Visualising data

Data visualisation is an essential tool for a statistician or for that matter, any individual user of statistics. It is used to visualise the data being analysed before more rigorous analysis techniques are applied. Or, once the analysis is complete, it can be used as a medium of relaying the results. Visual aids are quite powerful in not only communicating information but also teasing out details from the data.

I learnt a lot regarding good graphics from one of my favourite lecturers at ANU. Another great source for understanding the power of graphics was the many books written and published by Edward Tufte. Anyone in the field of data visualisation would have heard of Tufte. His 1983 book, The Visual Display of Quantitative Information, which has now been reprinted so many times has been a most invaluable source for my learning.

A good graphic will portray relevant information and be self-explanatory. If you feel that you need to provide too much explanation for your graphic, then you might need to reconsider the graphic you have chosen. I think that it is always better to have a simple graph. It is tempting to make an elaborate looking graph which may even be complicated to produce but more often than not, fails to communicate the information.

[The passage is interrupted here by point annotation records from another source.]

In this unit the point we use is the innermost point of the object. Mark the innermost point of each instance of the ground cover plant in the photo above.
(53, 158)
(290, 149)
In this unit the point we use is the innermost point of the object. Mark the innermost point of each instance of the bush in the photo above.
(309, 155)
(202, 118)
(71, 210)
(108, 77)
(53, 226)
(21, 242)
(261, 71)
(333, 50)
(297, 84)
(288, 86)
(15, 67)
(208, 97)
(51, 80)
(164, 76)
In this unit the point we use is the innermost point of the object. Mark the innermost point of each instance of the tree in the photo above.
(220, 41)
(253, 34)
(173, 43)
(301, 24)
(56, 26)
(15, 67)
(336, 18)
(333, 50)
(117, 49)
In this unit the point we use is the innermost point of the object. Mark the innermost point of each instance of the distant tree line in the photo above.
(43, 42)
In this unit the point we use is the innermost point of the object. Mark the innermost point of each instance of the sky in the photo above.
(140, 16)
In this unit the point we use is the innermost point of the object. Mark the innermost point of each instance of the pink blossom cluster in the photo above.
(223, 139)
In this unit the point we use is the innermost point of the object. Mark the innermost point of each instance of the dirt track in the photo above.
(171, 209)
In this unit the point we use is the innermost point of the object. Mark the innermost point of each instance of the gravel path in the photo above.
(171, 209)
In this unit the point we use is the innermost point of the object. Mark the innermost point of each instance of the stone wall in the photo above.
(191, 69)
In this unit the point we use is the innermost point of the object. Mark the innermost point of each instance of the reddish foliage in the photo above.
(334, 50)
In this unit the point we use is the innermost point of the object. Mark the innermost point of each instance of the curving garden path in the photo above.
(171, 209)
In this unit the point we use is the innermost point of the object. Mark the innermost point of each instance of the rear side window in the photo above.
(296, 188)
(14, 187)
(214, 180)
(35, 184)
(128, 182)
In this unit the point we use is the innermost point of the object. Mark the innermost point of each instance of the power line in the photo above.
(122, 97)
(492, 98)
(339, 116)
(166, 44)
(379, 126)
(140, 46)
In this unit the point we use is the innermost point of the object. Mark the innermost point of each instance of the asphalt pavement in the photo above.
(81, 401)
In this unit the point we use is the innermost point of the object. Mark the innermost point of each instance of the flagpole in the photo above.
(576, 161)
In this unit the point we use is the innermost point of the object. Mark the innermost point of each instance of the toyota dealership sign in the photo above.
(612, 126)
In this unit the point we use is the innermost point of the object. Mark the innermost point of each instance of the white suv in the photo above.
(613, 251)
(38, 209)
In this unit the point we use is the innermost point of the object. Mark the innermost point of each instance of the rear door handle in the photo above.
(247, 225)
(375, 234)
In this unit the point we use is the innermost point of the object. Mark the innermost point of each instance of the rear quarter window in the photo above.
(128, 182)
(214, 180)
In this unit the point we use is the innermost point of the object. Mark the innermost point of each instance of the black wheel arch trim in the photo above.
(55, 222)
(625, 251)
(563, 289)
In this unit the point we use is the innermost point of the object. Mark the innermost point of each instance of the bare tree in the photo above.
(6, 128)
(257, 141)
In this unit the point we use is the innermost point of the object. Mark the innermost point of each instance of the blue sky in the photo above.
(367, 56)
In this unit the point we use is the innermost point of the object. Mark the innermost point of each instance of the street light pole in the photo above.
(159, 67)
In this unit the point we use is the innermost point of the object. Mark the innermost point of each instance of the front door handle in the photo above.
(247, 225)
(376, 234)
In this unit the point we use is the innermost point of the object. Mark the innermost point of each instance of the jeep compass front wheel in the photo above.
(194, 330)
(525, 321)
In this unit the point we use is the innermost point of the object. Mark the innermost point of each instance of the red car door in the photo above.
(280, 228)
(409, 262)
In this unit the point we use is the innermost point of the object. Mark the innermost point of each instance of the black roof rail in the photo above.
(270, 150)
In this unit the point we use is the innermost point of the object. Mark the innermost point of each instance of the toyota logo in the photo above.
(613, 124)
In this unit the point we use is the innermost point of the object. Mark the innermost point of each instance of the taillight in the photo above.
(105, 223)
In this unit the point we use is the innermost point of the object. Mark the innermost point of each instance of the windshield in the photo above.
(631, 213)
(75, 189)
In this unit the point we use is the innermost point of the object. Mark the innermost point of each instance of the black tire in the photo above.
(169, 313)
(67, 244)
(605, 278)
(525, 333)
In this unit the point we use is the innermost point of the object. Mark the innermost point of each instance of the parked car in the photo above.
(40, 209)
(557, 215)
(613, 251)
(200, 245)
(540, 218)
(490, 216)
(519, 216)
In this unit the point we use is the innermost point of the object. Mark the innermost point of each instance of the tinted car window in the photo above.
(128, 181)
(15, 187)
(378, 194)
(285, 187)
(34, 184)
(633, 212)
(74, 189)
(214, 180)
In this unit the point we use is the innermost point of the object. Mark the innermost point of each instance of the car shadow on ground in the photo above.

If you are ever thinking of producing a picture to portray information then I suggest you follow Tufte’s principles of graphical excellence and integrity as outlined in his book mentioned above. To begin with, what a graphical display should do:

  1. Show the data.
  2. The viewer should be able to make inference regarding the data.
  3. Avoid distorting the data.
  4. Make comparisons of different pieces of data easy.
  5. Reveal several levels of detail.
  6. Serve a reasonably clear purpose: description, exploration, tabulation, or decoration.
  7. Be closely integrated with the statistical and verbal descriptions of a data set.

Tufte’s Principles of Graphical Excellence

  • Graphical excellence is the well-designed presentation of interesting data—a matter of substance, of statistics, and of design.
  • Graphical excellence consists of complex ideas communicated with clarity, precision and efficiency.
  • Graphical excellence is that which gives to the viewer the greatest number of ideas in the shortest time with the least ink in the smallest space.
  • Graphical excellence is nearly always multivariate.
  • And graphical excellence requires telling the truth.

Principles of Graphical Integrity

  • The representation of numbers as physically measured on the surface of the graphic itself should be directly proportional to the numerical quantities represented.
  • Clear, detailed and thorough labelling should be used to defeat graphical distortion and ambiguity. Write out explanations of the data on the graphic itself. Label important events in the data.
  • Show data variation, not design variation.
  • In time-series displays of money, deflated and standardized units of monetary measurement are nearly always better than nominal units.
  • The number of information-carrying (variable) dimensions depicted should not exceed the number of dimensions in the data.
  • Graphics must not quote data out of context.
  • Be aware of the Lie Factor, which is a ratio: (Size of the effect shown in graphic)/(size of the effect in data)